Implements the Tsetlin Machine, Coalesced Tsetlin Machine, Convolutional Tsetlin Machine, Regression Tsetlin Machine, and Weighted Tsetlin Machine, with support for continuous features, drop clause, Type III Feedback, focused negative sampling, multi-task classifier, autoencoder, literal budget, and one-vs-one multi-class classifier. TMU is written in Python with wrappers for C and CUDA-based clause evaluation and updating.

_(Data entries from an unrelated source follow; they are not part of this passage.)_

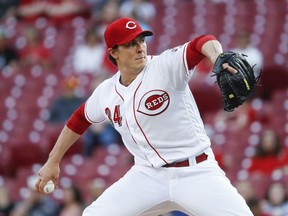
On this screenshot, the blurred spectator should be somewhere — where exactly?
[0,0,20,20]
[17,0,88,25]
[91,0,120,35]
[232,30,263,75]
[48,76,86,125]
[0,185,14,216]
[262,182,288,216]
[0,27,18,70]
[214,100,257,131]
[59,185,84,216]
[19,25,53,69]
[44,0,90,26]
[235,180,257,203]
[119,0,156,23]
[10,176,59,216]
[17,0,46,22]
[248,129,282,175]
[91,0,120,74]
[73,28,106,77]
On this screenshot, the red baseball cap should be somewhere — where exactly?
[104,17,153,48]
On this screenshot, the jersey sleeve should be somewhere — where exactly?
[158,35,215,90]
[84,84,107,123]
[66,103,91,135]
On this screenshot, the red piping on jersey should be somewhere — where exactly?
[114,85,124,101]
[182,46,189,76]
[133,82,168,164]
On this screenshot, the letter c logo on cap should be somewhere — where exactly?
[126,21,136,29]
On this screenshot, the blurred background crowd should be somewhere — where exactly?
[0,0,288,216]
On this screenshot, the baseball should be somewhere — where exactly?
[43,180,55,194]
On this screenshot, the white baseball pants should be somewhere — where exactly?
[83,149,253,216]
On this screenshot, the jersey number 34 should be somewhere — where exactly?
[105,105,122,127]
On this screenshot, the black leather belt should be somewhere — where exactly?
[162,153,208,167]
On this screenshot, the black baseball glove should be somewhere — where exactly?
[212,51,260,112]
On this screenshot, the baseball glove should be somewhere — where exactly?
[212,51,260,112]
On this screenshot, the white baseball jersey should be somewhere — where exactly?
[85,43,210,167]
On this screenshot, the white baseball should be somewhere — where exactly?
[43,180,55,194]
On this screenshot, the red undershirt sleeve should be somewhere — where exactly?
[186,35,217,70]
[66,103,91,135]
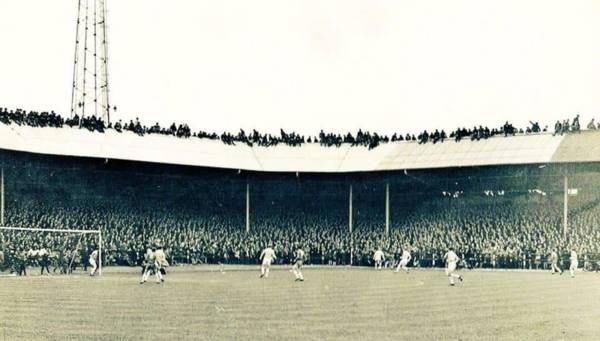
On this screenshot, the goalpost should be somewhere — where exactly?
[0,226,102,275]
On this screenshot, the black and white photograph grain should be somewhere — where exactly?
[0,0,600,341]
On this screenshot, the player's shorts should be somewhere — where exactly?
[446,262,456,275]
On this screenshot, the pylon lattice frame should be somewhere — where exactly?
[71,0,110,123]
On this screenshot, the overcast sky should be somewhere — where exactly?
[0,0,600,134]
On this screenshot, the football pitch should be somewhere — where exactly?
[0,266,600,340]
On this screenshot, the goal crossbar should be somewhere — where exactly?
[0,226,100,234]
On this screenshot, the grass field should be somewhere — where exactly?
[0,267,600,340]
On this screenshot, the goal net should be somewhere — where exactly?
[0,226,102,276]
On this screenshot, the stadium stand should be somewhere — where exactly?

Tsetlin Machine Unified (TMU) - One Codebase to Rule Them All

License Python VersionMaintenance

TMU is a comprehensive repository that encompasses several Tsetlin Machine implementations. Offering a rich set of features and extensions, it serves as a central resource for enthusiasts and researchers alike.

Features

📦 Installation

Prerequisites for Windows

Before installing TMU on Windows, ensure you have the MSVC build tools. Follow these steps:

  1. Download MSVC build tools
  2. Install the Workloads → Desktop development with C++ package. (Note: The package size is about 6-7GB.)

Dependencies

Ubuntu: sudo apt install libffi-dev

Installing TMU

To get started with TMU, run the following command:

pip install git+https://github.com/cair/tmu.git

🛠 Development

If you're looking to contribute or experiment with the codebase, follow these steps:

  1. Clone the Repository:

    git clone [email protected]:cair/tmu.git
  2. Set Up Development Environment: Navigate to the project directory and compile the C library:

    cd tmu && pip install develop .
  3. Starting a New Project: For your projects, simply create a new folder within 'examples' and initiate your development.

Modifying the C Codebase

If you make changes to the C codebase, ensure you recompile the code using:

pip install develop .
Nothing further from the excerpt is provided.